Das trifft auch für EO und seinen Prot­ago­nisten zu. Der Film erzählt schlicht und ergrei­fend von den miss­li­chen Aben­teuern eines Esels namens »Eo«, eine Art Remake von Robert Bressons Klassiker Au hasard Balthazar. Skoli­mowski spitzt den in das Verderben führenden Plot zu einem fast epischen Leinwand-Schel­men­roman zu. Erzählt wird, wie Esel Eo vom Regen in die Traufe kommt, von einer zunächst glück­li­chen Existenz in einem Zirkus, wo er mit Domp­teurin Kasandra ein inniges Verhältnis hat und viel Liebe erfährt. Das Verderben beginnt, als wohl­mei­nende Tier­schützer den Esel aus dem Zirkus befreien und er von da an von einem Herrn zum nächsten geschubst wird, bis er schließ­lich die Flucht in die Freiheit antritt. Denn obwohl sich sein Schicksal zu Beginn jeder Episode gut anlässt – am Ende landet er doch nur unter dem Esels­ge­schirr und zieht einen Karren, wird ange­trieben und ausge­peitscht, weil die Menschen die Geduld verlieren, wenn der Esel nicht so will wie sie. Sehr, sehr oft blickt man in ein überaus trauriges schwarzes Eselsauge.

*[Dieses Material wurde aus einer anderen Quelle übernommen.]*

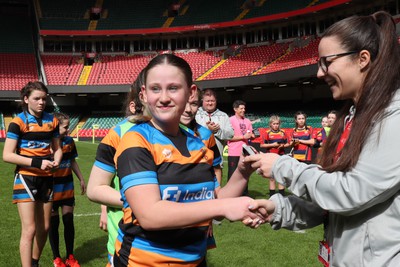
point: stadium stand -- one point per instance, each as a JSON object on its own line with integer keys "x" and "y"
{"x": 64, "y": 15}
{"x": 62, "y": 69}
{"x": 119, "y": 69}
{"x": 17, "y": 61}
{"x": 249, "y": 60}
{"x": 297, "y": 57}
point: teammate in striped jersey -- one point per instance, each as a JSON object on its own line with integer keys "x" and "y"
{"x": 303, "y": 138}
{"x": 31, "y": 136}
{"x": 275, "y": 141}
{"x": 168, "y": 185}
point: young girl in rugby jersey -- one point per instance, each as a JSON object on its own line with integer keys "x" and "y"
{"x": 63, "y": 196}
{"x": 31, "y": 136}
{"x": 275, "y": 141}
{"x": 103, "y": 185}
{"x": 168, "y": 183}
{"x": 303, "y": 138}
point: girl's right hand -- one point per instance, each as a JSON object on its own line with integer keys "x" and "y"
{"x": 240, "y": 208}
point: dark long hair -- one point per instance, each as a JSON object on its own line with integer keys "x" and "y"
{"x": 376, "y": 34}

Der Film wird konse­quent aus der Perspek­tive von Eo erzählt und kommt folglich fast ganz ohne Dialoge aus. Statt dessen sind auf einer ausge­feilten Soundspur allerlei Tierlaute zu hören: das schnar­rende Krabbeln von Ameisen über einen Baumstamm, das U-huen eines Käuzchens im Wald, das Bellen der Hunde auf den Höfen, das schrille Aufkrei­schen häss­li­cher Hyänen und das ohren­be­täu­bende Aufwie­hern von Zucht­pferden auf einer Koppel. Letzteres wird visuell unter­stützt durch Weich­zeichner und Zeitlupe, man fühlt sich wie in einem Pfer­de­film für Erwach­sene. Und natürlich ist ganz oft zu hören, wie der Esel sein Klagelied in die Nacht hinaus­ruft: »I-A! I-A!« Da werden sogar Steine weich.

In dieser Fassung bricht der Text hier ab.